To the Editor.
According to the Supreme Court of Japan, there were 1019 newly accepted lawsuits associated with medical malpractice in 2003.1 The numbers of lawsuits among clinical-specialty groups were: internal medicine, 258; pediatrics, 21; psychiatry, 42; dermatology, 20; surgery, 214; orthopedics/plastic surgery, 129; urology, 20; obstetrics/gynecology, 137; ophthalmology, 27; and otorhinolaryngology, 25.1 There were many lawsuits in internal medicine and surgery.
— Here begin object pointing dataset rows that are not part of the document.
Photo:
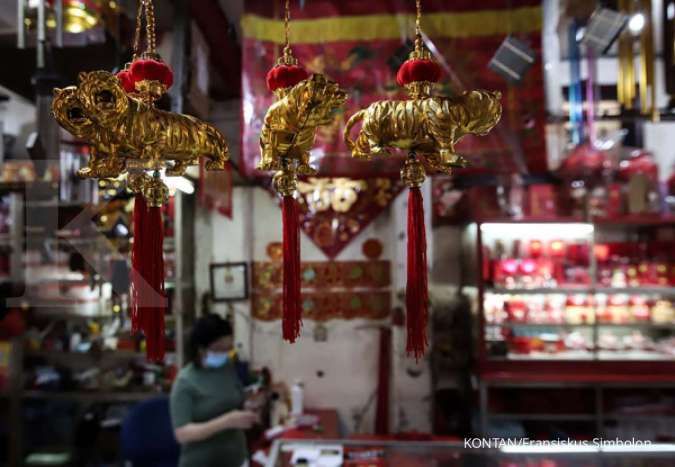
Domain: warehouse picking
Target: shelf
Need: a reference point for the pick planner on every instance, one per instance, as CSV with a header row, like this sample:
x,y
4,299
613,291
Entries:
x,y
599,356
647,220
660,290
88,356
543,417
585,325
541,290
91,396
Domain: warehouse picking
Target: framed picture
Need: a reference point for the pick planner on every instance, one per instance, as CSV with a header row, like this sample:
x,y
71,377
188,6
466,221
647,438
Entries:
x,y
229,281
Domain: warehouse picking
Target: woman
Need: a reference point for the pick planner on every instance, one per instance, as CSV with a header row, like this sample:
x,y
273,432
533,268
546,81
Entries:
x,y
206,399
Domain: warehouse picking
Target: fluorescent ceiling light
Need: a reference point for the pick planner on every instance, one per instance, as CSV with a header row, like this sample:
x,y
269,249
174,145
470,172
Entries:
x,y
179,183
636,23
538,229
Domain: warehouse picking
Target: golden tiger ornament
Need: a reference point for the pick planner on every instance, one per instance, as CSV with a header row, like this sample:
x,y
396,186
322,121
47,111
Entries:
x,y
430,126
126,132
290,124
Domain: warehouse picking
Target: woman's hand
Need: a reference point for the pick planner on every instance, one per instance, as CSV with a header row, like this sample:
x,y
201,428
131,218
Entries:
x,y
240,419
234,420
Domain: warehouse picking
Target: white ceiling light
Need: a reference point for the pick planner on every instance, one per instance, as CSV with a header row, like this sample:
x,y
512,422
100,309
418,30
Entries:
x,y
636,23
179,183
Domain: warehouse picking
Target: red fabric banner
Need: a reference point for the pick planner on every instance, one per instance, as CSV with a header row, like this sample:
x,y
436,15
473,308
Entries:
x,y
362,44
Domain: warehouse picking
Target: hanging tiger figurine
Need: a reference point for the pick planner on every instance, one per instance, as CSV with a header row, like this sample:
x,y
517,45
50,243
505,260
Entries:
x,y
430,126
289,127
122,129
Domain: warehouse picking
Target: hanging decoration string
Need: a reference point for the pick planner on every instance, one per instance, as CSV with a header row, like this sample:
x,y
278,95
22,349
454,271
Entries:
x,y
287,136
429,136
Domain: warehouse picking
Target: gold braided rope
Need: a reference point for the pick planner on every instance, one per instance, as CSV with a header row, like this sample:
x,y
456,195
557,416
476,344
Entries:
x,y
287,56
150,26
419,51
145,9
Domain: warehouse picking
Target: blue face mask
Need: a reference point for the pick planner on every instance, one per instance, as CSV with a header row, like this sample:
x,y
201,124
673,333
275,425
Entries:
x,y
216,359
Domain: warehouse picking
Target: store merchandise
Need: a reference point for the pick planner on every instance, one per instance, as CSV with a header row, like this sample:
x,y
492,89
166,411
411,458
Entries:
x,y
303,104
117,116
427,127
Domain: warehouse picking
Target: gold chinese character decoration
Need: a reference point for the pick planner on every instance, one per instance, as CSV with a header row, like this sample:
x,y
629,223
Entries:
x,y
303,103
427,127
128,135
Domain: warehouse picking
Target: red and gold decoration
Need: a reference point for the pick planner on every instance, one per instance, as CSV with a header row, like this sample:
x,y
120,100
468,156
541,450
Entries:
x,y
303,103
427,128
334,211
359,45
116,116
326,274
331,290
324,306
626,89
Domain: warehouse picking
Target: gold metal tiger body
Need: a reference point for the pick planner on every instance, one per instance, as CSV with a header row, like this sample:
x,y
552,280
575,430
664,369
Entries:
x,y
289,127
430,126
125,132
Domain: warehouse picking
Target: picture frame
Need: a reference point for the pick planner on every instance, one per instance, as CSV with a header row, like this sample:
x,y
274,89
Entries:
x,y
229,281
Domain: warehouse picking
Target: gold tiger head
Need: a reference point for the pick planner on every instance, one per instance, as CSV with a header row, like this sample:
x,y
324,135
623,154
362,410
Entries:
x,y
316,99
69,112
103,97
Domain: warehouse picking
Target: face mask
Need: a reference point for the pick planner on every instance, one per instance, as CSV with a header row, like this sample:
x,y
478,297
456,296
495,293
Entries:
x,y
216,359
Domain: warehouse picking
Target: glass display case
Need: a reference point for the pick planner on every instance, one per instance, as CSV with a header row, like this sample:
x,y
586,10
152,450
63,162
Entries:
x,y
577,291
361,453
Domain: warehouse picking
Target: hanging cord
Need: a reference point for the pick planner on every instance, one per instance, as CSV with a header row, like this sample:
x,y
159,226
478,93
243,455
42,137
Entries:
x,y
137,35
145,9
418,27
287,55
150,26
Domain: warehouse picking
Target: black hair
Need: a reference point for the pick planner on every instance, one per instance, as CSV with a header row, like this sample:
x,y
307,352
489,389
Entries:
x,y
206,330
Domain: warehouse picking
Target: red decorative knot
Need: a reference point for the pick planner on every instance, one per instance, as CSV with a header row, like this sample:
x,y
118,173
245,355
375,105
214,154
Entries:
x,y
126,80
151,70
283,76
418,69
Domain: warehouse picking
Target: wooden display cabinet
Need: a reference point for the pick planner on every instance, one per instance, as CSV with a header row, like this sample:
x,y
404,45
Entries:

Furthermore, the number of lawsuits in each specialty was divided by that of physicians with the specialty.2 Physicians who had such specialties as surgery and obstetrics/gynecology had higher rates of lawsuits (0.62 and 0.91 per 100 physicians per year, respectively), whereas pediatricians had a lower rate of lawsuits (0.18 lawsuits per 100 physicians per year), as in the United States.3
The proportion of adverse events due to negligence was highest in the emergency department in the United States,3 and in Japan approximately half of the patients who visited emergency departments were <15 years old; therefore, the rate of lawsuits in pediatrics was expected to be high. However, pediatricians had a very low rate of lawsuits. The reason is unknown. In Japan, there were few serious pediatric patients in the emergency departments, and only
4% of children who visited emergency departments were transported to secondary and tertiary medical centers.4 Therefore, there might be so few risky procedures used in pediatric emergency departments that serious consequences due to medical malpractice might not occur as often.
FOOTNOTES
[Editor's note: There are very few lawyers in Japan compared with the United States!]